Open Source Acoustic Models for German Distant Speech Recognition
Open acoustic models and speech data for German speech recognition
In the course of the BMBF project Dialog+, the LT and the Teleccoperation group have developed acoustic models for German distant speech recognition. These have been built with the open source software toolkits Sphinx and Kaldi. Unfortunately, German data resources needed to train such acoustic are rarely open source and easily accessible. We thus decided to record our own German speech data corpus, which we have now released under an open source license (CC-BY). Pretrained models and scripts to generate those are also available (see download links below) and are released under the same permissive CC-BY license. Update: we continued our efforts to build open source German acoustic models at Universität Hamburg and added speech data from the Spoken Wikipedia Corpus (SWC) project to our training recipes. Note that we discontinued pretrained Sphinx models and only offer pretrained Kaldi models from now on, since Kaldi has become the defacto standard toolkit for (open source) automatic speech recognition.
The recording of our own speech data corpus was supported by the BMBF project dialog+:
- Project homepage: dialogplus.eu
- Github project page with new and current Kaldi models: kaldi-tuda-de project
|Overall duration per microphone:||
about 36 hours (31 hrs train / 2.5 hrs dev / 2.5 hrs test)

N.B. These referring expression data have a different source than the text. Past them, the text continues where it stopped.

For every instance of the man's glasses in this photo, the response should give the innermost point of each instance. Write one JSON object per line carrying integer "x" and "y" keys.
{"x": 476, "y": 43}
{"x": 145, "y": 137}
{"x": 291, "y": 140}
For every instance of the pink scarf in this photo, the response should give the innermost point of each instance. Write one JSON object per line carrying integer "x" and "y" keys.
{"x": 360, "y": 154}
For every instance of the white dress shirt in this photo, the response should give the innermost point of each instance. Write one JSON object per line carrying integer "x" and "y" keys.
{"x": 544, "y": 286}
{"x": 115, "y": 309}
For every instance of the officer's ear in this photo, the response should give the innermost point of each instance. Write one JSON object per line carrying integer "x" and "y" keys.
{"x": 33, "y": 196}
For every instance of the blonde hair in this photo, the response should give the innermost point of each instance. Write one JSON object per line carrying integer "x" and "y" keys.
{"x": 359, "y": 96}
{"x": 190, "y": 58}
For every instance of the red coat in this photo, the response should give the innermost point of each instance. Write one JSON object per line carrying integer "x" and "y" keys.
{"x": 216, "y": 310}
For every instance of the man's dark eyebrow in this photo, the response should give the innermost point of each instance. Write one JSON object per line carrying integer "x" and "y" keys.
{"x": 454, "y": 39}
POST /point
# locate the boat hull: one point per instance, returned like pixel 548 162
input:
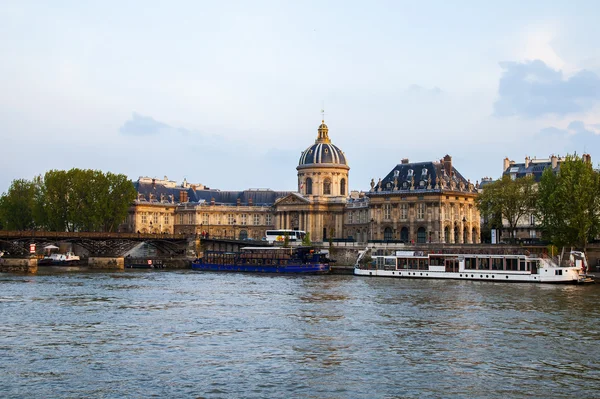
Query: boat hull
pixel 488 275
pixel 316 268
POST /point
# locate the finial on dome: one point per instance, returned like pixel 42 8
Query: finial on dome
pixel 323 136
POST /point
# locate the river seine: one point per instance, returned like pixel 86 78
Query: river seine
pixel 209 335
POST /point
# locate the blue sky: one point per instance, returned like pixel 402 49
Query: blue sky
pixel 229 93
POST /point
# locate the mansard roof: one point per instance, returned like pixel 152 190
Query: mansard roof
pixel 422 177
pixel 157 192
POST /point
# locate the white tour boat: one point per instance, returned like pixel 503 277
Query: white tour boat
pixel 480 267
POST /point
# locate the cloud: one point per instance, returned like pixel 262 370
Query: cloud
pixel 533 89
pixel 140 125
pixel 415 88
pixel 580 137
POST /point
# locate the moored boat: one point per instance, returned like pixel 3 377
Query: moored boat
pixel 480 267
pixel 66 259
pixel 297 260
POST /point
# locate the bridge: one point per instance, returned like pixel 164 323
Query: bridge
pixel 117 244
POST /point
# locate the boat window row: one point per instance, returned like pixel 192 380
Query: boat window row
pixel 451 263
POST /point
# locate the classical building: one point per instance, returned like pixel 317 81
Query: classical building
pixel 163 206
pixel 318 206
pixel 417 202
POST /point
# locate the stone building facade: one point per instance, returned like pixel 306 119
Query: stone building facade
pixel 165 207
pixel 416 202
pixel 318 206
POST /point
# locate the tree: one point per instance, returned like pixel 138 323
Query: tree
pixel 569 203
pixel 17 206
pixel 509 199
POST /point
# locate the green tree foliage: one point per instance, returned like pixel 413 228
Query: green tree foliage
pixel 17 206
pixel 509 200
pixel 74 200
pixel 569 203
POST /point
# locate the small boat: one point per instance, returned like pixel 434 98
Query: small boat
pixel 479 267
pixel 144 264
pixel 297 260
pixel 67 259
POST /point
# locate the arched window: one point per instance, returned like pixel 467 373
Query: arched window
pixel 308 185
pixel 387 234
pixel 421 235
pixel 404 235
pixel 326 187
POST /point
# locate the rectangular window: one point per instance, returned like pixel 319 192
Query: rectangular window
pixel 420 211
pixel 404 211
pixel 470 263
pixel 387 208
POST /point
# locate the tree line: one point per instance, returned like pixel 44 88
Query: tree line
pixel 73 200
pixel 565 205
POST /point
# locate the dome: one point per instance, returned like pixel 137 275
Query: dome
pixel 322 152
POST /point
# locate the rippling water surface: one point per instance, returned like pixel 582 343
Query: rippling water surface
pixel 210 335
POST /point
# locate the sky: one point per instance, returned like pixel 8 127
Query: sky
pixel 229 93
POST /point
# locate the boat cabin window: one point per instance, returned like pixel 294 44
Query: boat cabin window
pixel 470 263
pixel 436 261
pixel 497 264
pixel 512 263
pixel 483 263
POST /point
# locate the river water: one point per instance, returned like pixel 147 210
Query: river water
pixel 190 334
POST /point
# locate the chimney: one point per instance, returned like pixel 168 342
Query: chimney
pixel 448 164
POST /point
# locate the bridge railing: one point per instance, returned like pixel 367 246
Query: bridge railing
pixel 85 234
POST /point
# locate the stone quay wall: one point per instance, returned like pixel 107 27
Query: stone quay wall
pixel 107 263
pixel 18 265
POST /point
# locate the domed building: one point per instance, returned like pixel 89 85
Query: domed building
pixel 318 206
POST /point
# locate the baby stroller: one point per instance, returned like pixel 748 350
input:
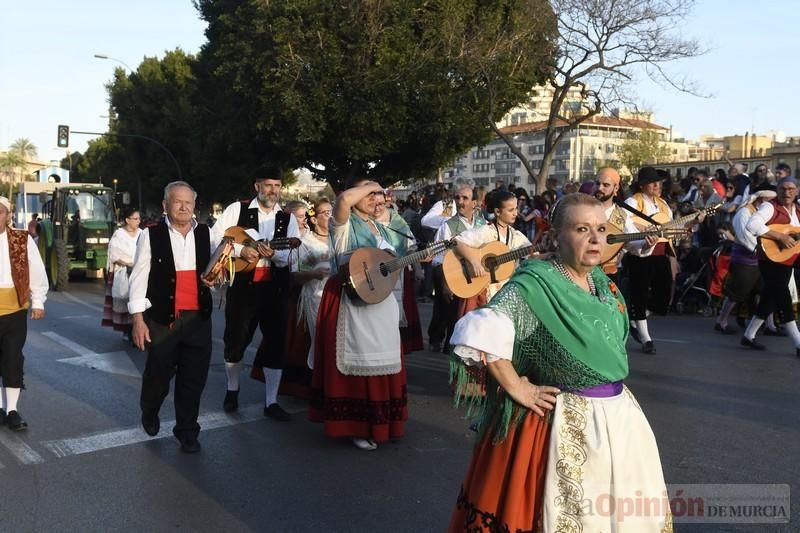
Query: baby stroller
pixel 691 283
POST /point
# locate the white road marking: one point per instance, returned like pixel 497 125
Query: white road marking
pixel 24 453
pixel 124 437
pixel 111 362
pixel 81 302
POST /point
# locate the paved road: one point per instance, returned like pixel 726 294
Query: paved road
pixel 721 414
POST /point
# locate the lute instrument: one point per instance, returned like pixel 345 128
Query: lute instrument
pixel 371 274
pixel 775 251
pixel 616 239
pixel 239 235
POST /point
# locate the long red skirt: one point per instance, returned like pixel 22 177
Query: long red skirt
pixel 504 485
pixel 411 335
pixel 367 407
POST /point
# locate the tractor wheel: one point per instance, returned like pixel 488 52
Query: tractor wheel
pixel 59 266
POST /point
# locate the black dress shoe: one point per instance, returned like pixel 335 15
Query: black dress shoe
pixel 151 424
pixel 231 402
pixel 276 412
pixel 190 445
pixel 725 330
pixel 15 422
pixel 752 344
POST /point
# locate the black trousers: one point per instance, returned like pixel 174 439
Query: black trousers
pixel 775 298
pixel 182 350
pixel 248 305
pixel 444 310
pixel 13 333
pixel 650 282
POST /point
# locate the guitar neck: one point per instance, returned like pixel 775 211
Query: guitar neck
pixel 415 257
pixel 682 221
pixel 513 255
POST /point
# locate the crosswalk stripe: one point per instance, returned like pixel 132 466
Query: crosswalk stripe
pixel 24 453
pixel 124 437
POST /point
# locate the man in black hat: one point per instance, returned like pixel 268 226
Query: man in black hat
pixel 649 267
pixel 258 297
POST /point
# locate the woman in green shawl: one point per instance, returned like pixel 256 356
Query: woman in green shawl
pixel 563 445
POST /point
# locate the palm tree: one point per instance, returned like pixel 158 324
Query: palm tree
pixel 9 163
pixel 25 148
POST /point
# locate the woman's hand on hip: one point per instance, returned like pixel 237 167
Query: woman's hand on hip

|Count of microphones:||3 (Microsoft Kinect, Yamaha, Samson)|
|Count of wave-files per microphone:||about 14500|
|Overall count of participations:||180 (130 male / 50 female)|
What is the difference to the freely available German Voxforge corpus?
- We have recorded all our speech data under controlled conditions: same room, same microphone distances, ...
- We recorded with three microphones in parallel. An additional signal was recorded with enabled beamforming and noise reduction (Microsoft Kinect).
- The data is curated, to reduce speaking errors and artefacts.